Audio Conditioning for Music Generation via Discrete Bottleneck Features (2407.12563v2)

Published 17 Jul 2024 in cs.SD and eess.AS

Abstract: While most music generation models use textual or parametric conditioning (e.g. tempo, harmony, musical genre), we propose to condition a LLM based music generation system with audio input. Our exploration involves two distinct strategies. The first strategy, termed textual inversion, leverages a pre-trained text-to-music model to map audio input to corresponding "pseudowords" in the textual embedding space. For the second model we train a music LLM from scratch jointly with a text conditioner and a quantized audio feature extractor. At inference time, we can mix textual and audio conditioning and balance them thanks to a novel double classifier free guidance method. We conduct automatic and human studies that validates our approach. We will release the code and we provide music samples on https://musicgenstyle.github.io in order to show the quality of our model.

PDF HTML Abstract

Audio Conditioning for Music Generation via Discrete Bottleneck Features

Overview

The paper "Audio Conditioning for Music Generation via Discrete Bottleneck Features" presents a novel approach to music generation that employs audio inputs to condition a LLM, diverging from the more traditional textual or parametric conditioning methods. The authors outline two primary strategies for this novel input: textual inversion and a jointly trained style conditioner.

Key Contributions

Adaptation of Textual Inversion: The authors adapt the textual inversion method from the domain of image generation to a pre-trained text-to-music model. By optimizing a textual embedding through backpropagation, they establish a mechanism for performing audio conditioning without re-training the model from scratch.
Style Conditioner Design: A new method involving a style conditioner trained jointly with a text-to-music model is introduced. This conditioner uses a frozen audio feature extractor followed by a transformer encoder, Residual Vector Quantizer (RVQ), and temporal downsampling. This architecture allows the model to leverage both audio waveforms and textual descriptions simultaneously.
Double Classifier Free Guidance: The authors assert that audio contains far more information than text, leading to the development of a double classifier free guidance method that balances textual and audio conditioning at inference time.
Novel Objective Metrics: To validate their approach, the authors introduce objective metrics based on nearest neighbor searches in latent spaces, which they validate through human evaluations.

Numerical Results

The implementation and evaluation of these methods reveal several significant results:

The jointly trained style conditioner model achieves a Fréchet Audio Distance (FAD) of 0.85, superior to both the baseline continuation method (1.22) and a model using CLAP embeddings (0.96).
In terms of high-level audio similarity, the new model scores well on subjective metrics such as "Overall Quality" (OVL), "Similarity" (SIM), and "Variation" (VAR), indicating a good balance between close stylistic adherence and variety in generated music.

Implications and Future Directions

Practical Implications

The models and methods described in the paper offer a versatile tool for music creators, providing a way to generate music that remains coherent in style while incorporating both textual and audio inputs. This flexibility could significantly enhance content creation platforms and music production workflows by allowing fine-grained control over generated outputs.

Theoretical Implications

From a theoretical perspective, the introduction of audio conditioning through a discrete bottleneck provides a promising avenue for future research.
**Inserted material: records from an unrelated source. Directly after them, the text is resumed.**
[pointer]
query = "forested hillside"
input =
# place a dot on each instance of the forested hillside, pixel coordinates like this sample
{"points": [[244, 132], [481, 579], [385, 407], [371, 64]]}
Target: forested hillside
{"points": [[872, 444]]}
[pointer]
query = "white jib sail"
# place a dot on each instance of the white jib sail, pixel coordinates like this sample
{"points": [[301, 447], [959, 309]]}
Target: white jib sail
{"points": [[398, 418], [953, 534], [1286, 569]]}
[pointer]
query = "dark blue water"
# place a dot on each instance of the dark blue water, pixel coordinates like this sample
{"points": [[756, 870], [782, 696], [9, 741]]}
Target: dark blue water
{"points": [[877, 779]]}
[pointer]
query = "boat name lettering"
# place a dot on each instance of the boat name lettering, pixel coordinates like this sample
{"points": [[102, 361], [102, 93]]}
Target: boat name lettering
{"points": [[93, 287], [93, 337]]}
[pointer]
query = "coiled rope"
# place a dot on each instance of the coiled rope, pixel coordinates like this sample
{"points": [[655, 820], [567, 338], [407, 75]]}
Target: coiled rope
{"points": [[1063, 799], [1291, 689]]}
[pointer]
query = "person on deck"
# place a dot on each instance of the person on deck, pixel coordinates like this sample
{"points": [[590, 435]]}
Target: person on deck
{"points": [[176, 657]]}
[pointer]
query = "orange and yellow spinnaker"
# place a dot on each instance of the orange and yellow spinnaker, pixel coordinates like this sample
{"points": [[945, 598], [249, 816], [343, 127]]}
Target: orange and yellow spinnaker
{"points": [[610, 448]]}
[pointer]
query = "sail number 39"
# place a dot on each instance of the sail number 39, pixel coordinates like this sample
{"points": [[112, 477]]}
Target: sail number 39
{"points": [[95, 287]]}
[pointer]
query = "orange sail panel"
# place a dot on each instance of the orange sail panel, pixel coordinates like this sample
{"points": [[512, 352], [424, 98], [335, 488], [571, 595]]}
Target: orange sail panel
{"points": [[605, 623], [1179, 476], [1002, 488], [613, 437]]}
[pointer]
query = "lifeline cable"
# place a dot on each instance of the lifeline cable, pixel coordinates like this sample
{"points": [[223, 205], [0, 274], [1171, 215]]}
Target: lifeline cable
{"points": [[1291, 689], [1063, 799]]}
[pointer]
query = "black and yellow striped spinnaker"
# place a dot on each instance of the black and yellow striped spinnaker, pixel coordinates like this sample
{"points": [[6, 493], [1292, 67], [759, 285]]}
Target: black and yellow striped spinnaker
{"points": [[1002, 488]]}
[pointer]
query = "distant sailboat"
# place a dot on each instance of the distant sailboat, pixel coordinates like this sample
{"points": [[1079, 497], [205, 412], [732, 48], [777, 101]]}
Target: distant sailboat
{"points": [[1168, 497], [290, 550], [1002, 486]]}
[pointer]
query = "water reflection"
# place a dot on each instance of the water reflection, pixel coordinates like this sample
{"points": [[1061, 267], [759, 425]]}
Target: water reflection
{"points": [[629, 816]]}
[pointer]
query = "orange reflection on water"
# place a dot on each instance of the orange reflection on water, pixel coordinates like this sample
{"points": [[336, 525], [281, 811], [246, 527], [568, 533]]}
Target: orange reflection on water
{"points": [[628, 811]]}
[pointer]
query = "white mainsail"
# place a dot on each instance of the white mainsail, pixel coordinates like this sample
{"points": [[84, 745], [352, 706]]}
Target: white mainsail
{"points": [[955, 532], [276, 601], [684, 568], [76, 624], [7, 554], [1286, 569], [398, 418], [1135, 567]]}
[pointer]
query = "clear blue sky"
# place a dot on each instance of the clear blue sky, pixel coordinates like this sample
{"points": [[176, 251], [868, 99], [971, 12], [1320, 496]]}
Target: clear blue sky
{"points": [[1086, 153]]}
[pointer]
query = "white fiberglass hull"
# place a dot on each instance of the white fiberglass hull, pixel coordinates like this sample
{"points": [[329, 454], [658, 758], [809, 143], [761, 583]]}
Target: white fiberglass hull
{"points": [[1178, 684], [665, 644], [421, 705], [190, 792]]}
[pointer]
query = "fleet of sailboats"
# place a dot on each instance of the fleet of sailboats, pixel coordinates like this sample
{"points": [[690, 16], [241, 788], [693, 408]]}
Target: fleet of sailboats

The double classifier free guidance method, in particular, offers a new approach to balancing multiple forms of conditioning, potentially applicable to other generative models beyond music.

Speculation on Future Developments

Looking forward, the integration of more sophisticated audio feature extractors and further refinements to the RVQ and temporal downsampling techniques could enhance the fidelity and creative potential of these models. Additionally, expanding the scope of conditioning inputs to include other contextual data, such as user interaction patterns or even visual cues, could create even richer generative frameworks.

Conclusion

This paper marks a significant advancement in the field of music generation by demonstrating the feasibility and benefits of using discrete bottleneck features for audio conditioning. Through comprehensive experimentation and evaluation, the authors have provided a robust framework that sets the stage for future innovations in AI-driven music creation. The balanced interplay between textual and audio inputs, facilitated by innovative guidance methods and bottleneck designs, offers a compelling case for the broader adoption of these techniques in various AI-driven creative applications.